Red Rose is a classic Canadian brand of tea. Growing up in Canada, Red Rose is the tea you’ll see at every coffee shop and restaurant as your default tea option. Red Rose is that tea your Canadian grandmother drinks. It was that tea everyone had in the back of their cupboard that was probably put there by your grandmother. I think I’ve consumed some Red Rose bags that are older than some pu’er samples I have. I admit, there’s nostalgia and comfort drinking a tea you grew up with, but I rather have better tasting loose leaf instead.

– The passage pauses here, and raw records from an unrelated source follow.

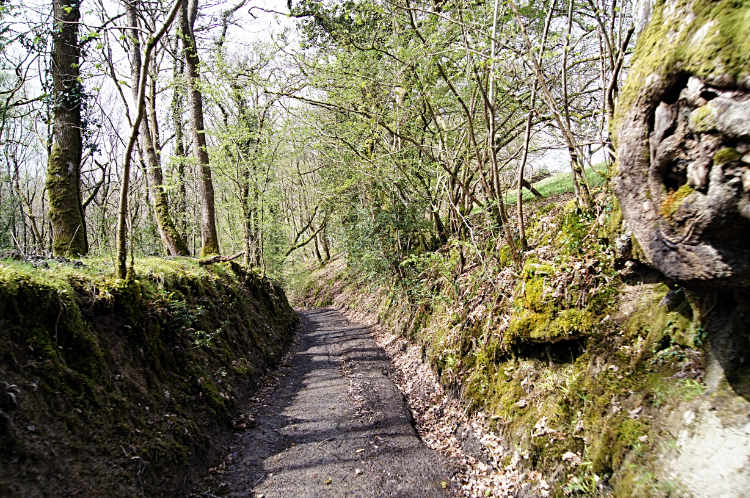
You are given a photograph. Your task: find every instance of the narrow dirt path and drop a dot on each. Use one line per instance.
(333, 425)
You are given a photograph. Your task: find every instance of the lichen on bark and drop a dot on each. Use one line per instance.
(65, 212)
(685, 104)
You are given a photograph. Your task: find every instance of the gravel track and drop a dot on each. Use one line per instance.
(333, 424)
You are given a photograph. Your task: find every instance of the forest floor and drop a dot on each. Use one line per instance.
(352, 411)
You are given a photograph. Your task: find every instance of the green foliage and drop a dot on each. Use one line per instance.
(139, 364)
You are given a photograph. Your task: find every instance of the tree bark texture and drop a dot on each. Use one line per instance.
(173, 242)
(683, 130)
(210, 239)
(64, 166)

Poke around Amazon and they sell a separate product as Canadian Red Rose. There is also a Canadian Breakfast blend. Check out the comments for the Canadian Red Rose too – plenty of raves of the Canadian Red Rose taste stronger and full bodied, vs the watered down US Red Rose. Skim through other Red Rose products and see the comments ranting how they got the US tea instead. Apparently the Canadian Red Rose is Orange Pekoe whereas the US one is cut with another black tea.

Go Canada!

I hear plenty of Americans here trying to get their hands on British tea bags when all the have to do is go north, but it still is easy to get tea from where ever via online shopping.

The big thing that came up in my search and what happened to me was on the subject of Iced Tea. In Canada, if I order or purchase a can of iced tea it is sweetened. It usually lemon iced tea, more often it was Lipton Brisk brand from pop/soda fountains. To me, sweetened iced tea was the default and by the way this was sweetened with sugar, not corn syrup.

The shock was being in the US and the first time I got iced tea. I actually was in LAX airport getting something to eat before I got on my flight back to Vancouver. I went to get a fountain drink and selected something labelled iced tea and it was shockingly unsweetened. I was okay with this as I always rather have less calories, but also it was pretty awful tasting since the sugar can hide the bad tea. Next shocker was ordering sweet tea and it was more or less that same stale tea with too generous amount of sugar in it, without that lemon flavor I’m used to in Canada, with the Canadian one being much less sweet. Getting iced tea isn’t an issue for me living in the US as I can just buy a can of Brisk (though the sugar flavor is off) but more often since I have so much freaking tea (still 500+ in my stash) I just make my own and bring it with me everywhere.

What I do like about living in the US over Canada is shipping prices. Sometimes it’s a non-issue if I’m ordering on ebay, aliexpress, Japan or China since it’s overseas, but most US tea shops have expensive shipping to Canada. Of course it is expected to be pricey to ship, but often I’ve seen is US tea sellers that use priority flat rate USPS shipping will charge $30 to ship to Canada, even if you are just buying 1oz of tea. Thankfully, more awesome online Canadian Tea shops open up for those living in Canada.

I’m heading back home to Vancouver for a few days in August and I’m hoping to check out how much the tea scene changed since I left. As much as I’ve been raised on a different palate of stronger black bagged tea, I think I’ll pass on the Canadian bagged tea and go for the oolong and pu’er.